There’s a song I don’t like very much.
It’s got some good lyrics, but the main one (and the one I have an issue with) is: “The cross has the final word.”
The cross, where Jesus was put to death instead of us. He was mocked, beaten, spit on, brutally crucified. He breathed His last on a piece of wood in the shape of a t, nails in His hands and feet. His body was broken, His blood poured out—for us.
And this means that the cross, this horrific and terrible thing, is actually great news for us, a tremendous work of God on our behalf. It canceled our debt to God (Colossians 2:14). It put to death our sinful selves (Galatians 2:20). It removed the barrier between us and God and gave us access to a relationship with Him (Matthew 27:51). It made He who had no sin to be sin for us, so that in Him we might become the righteousness of God (2 Corinthians 5:21). It created peace and reconciliation between us and God (Colossians 1:20). It set us free from accusation, making us holy in the sight of the Holiest God (Colossians 1:22). It healed us (1 Peter 2:24). It is the perfect picture of God’s love (Romans 5:8).
But with just the cross, Jesus stays dead.
With just the cross, God is not greater than death.
With just the cross, I am free, holy, righteous, and reconciled to God—and what a wonderful gift that is.
But with just the cross, God’s glory is incomplete.
The story does not end there.
Graciously, blessedly, the story does not end there.
Because Jesus’ buried body breathed again. His heart started pumping again, He left that tomb, He walked among His disciples—He was raised from the dead.
And the cross may be great news for us, but even greater news is that of Jesus’ resurrection. In the resurrection, Jesus has been given all authority in heaven and on earth (Matthew 28:18). In the resurrection, Jesus took back the keys to death and hell (Revelation 1:18). In the resurrection, God has given us a living hope (1 Peter 1:3). In the resurrection, God has won the victory (1 Corinthians 15:54-57). In the resurrection, we are made alive to God (Romans 6:11).

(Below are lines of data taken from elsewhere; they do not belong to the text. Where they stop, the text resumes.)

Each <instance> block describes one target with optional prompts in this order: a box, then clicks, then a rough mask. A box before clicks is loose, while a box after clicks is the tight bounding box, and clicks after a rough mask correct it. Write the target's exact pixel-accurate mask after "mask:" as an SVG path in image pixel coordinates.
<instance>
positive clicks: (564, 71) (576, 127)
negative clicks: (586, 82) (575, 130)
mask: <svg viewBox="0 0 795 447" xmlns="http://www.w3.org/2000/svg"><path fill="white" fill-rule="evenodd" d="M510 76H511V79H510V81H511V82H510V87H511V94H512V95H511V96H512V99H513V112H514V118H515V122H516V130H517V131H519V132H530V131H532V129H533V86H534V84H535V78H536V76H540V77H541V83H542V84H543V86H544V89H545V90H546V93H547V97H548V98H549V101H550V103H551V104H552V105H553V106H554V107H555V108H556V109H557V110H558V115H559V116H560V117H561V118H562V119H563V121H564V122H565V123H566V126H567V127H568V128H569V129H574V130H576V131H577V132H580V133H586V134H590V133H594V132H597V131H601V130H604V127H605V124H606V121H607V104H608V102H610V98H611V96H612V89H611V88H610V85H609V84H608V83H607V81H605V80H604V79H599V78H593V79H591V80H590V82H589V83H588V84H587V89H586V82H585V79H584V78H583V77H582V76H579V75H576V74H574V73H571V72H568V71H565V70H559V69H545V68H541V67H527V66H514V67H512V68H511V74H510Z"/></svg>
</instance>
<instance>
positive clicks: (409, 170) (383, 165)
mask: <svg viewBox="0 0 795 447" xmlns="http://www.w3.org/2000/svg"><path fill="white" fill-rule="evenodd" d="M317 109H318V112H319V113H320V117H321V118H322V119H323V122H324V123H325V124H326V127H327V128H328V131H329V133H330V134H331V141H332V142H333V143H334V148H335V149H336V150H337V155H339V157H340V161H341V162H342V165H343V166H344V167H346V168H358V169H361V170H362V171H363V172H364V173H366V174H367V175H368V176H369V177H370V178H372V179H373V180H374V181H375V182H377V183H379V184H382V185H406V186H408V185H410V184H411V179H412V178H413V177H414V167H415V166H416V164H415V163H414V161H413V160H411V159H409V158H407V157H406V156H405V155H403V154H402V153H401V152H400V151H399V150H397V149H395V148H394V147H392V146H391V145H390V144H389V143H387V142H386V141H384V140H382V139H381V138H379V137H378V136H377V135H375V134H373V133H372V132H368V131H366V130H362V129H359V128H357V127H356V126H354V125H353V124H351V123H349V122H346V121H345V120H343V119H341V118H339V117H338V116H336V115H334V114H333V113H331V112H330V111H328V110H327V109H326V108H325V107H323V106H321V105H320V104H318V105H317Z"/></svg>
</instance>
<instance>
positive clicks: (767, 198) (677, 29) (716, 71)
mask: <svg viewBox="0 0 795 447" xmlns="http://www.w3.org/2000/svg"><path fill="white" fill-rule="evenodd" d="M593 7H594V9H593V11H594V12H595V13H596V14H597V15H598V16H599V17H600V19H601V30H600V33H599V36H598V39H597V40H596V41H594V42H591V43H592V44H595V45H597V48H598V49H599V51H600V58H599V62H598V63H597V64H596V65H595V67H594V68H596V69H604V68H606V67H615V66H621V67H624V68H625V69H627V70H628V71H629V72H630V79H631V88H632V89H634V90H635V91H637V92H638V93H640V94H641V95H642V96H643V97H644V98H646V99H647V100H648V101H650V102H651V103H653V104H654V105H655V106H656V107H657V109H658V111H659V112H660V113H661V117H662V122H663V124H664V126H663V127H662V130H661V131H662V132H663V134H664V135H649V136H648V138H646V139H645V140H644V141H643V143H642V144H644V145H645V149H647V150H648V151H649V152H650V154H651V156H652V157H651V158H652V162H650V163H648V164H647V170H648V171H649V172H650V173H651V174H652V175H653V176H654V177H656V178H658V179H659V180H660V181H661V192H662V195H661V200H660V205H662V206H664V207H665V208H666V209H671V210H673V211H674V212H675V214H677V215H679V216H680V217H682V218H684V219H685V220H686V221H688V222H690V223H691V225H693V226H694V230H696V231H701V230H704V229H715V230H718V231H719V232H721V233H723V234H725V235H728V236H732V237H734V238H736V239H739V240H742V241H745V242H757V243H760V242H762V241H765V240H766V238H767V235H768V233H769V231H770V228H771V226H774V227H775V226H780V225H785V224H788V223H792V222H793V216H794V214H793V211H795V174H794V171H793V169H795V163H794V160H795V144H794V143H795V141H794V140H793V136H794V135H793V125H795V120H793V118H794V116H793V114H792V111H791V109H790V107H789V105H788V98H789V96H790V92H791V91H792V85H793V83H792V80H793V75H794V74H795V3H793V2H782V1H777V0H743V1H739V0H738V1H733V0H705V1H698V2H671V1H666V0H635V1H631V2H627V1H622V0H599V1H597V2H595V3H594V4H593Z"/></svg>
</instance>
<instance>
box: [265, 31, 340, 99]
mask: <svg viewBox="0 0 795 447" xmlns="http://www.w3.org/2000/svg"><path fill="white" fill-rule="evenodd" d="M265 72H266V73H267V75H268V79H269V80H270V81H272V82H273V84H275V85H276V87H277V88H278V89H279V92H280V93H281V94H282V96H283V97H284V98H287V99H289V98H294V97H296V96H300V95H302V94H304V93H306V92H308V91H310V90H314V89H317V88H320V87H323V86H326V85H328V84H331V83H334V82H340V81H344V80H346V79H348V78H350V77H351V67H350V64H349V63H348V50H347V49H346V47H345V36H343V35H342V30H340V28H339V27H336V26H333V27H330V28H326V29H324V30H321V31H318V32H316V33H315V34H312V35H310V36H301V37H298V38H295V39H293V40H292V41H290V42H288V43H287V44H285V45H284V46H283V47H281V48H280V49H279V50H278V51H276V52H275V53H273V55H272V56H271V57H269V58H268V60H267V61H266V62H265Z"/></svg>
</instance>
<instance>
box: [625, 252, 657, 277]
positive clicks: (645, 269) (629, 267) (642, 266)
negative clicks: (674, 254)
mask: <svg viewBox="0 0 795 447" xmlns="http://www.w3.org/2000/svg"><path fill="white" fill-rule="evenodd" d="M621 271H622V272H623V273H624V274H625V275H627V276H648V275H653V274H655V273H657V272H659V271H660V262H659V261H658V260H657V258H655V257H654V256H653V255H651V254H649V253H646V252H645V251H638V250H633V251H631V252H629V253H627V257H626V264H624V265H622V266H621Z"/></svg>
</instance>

And let’s be clear, we were dead (Ephesians 2:1). Although we were breathing with our human lungs and walking around with our human legs, our spirits were separate from God, rotting in hell for eternity. Our sin was a death sentence (Romans 6:23).
But God raised Jesus from the dead. And with Him, us. Our puny, tiny, little human selves were resurrected alongside the Lord Jesus Christ. And because He is alive, we are alive. Alive, alive, alive, in Him, through Him, for Him.
So the cross does not get the final word. The instrument of torture that put the only perfect Man to death, the symbol of God’s sacrifice, the suffering of Jesus: it does not get the final word.
No, the empty grave gets the final word. And what a word it is: the word of eternal life (John 10:28, 1 John 5:13).
Happy Easter, friends. Let us thank God today for the gift of eternal life in Jesus Christ.